People are human. Common sense.
People are complicated little creatures. They have feelings and get hurt and sometimes feel insecure which can lead into indirect punishment for other people in their lives. Have you ever had someone yell at you without a sufficient reason and wonder, “What the hell was that about?” A person can totally go off the handle on an innocent waitress just because they had a bad day—not even because the service was bad. They need to vent; they need to direct their anger without their human GPS system. They are emotionally lost. “They” are sometimes “we”.
Hats off to you if you’re one of the few people who are truly independent and not relying on other people’s approvals or judgments. I give you credit, because it’s a hard thing to do. I would love to give the advice of going only by God’s judgment, but even I can’t do that. I try, but my human conditions get in the way. When I do follow the path of only relying on God’s judgment, my life does get a little easier. But, it doesn’t last that long for some reason. I get caught up in the whole, ‘what do they think’ type of mindset or, ‘is this is ok to do’ type of thinking. It can really debilitate you. The more you hold onto other people’s approvals, the more insecure you’ll eventually get. It happened to me and it totally killed my self-esteem. I had to stop writing for some time, just because I felt insecure by other people’s actions, words and judgments. I was emotionally torn down, ripped apart and criticized by one of the closest people in my life who truly disappointed me. It left me without words. It left me without positive reinforcement about myself, as well as my outlook on anything in life. Because of “people” and my reliance on their approvals and judgments, even my faith in God had dwindled. I was spiritually dead.
This past year, I’ve been “emotionally resting” from all the chaos that went on in my life the past couple of years prior. The emotional abuse and mental torture that I went through because of the actions of another person, and my reactions toward that same person, left me feeling depressed, bitter and resentful plus very insecure about myself. Through prayer, mediation and self-analyzation, I regained my sense of “self” again. I finally felt good after some time and realized my entire outlook of who I was relied on other people. It was the darkest place I’ve ever been. I was paralyzed with fear. I couldn’t write. I was afraid I would be studied like a bug under a microscope. I didn’t go out much, in fear someone would notice me or think negative things about me. I was traumatized. Funny thing, I kept it so well hidden from my friends and family that they never even knew.
I kept it all inside… I felt all the pressures of the pain and the emotional scars that added up and kept reopening just to torture me some more.
I wanted to die.
I also wanted peace.
I had two choices: either quit and give up or strengthen my core and keep pressing on. God knows there are more things that are going to take my life for a few loops. Life’s a test. God gives us tests, but God doesn’t give us anything we can’t handle. And if we’re too weak to handle them and give up on life that easily---then why are we even ‘here’?
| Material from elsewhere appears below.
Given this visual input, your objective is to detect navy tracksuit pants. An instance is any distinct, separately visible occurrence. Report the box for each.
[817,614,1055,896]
“I can do everything with the help of Christ who gives me the strength I need.” –Philippians 4:13
I chose life. I chose to live my life and take the punches as well as see the lessons that I have learned along the way. I’ve come to the conclusion, depending on what personality type you are: you can only allow people to affect you. I believe it’s all how we internalize the outside world and those who intentionally as well as unintentionally, hurt us. Instead of trying to change the person(s)’s outlook and behavior, we can change ourselves inside and decide to not let it affect us any longer. We can step back and rid ourselves from the negative energy that some people naturally give off.
If you’re feeling bad about yourself, as I did many times, and still do periodically: visualize seeing yourself from another person’s eyes, walking into a room. What are your thoughts? How do you look? How secure and confident do you appear? Are you friendly? Does your face have a welcoming smile that invites positive people to gravitate toward you? Or, do you see yourself through negative lenses?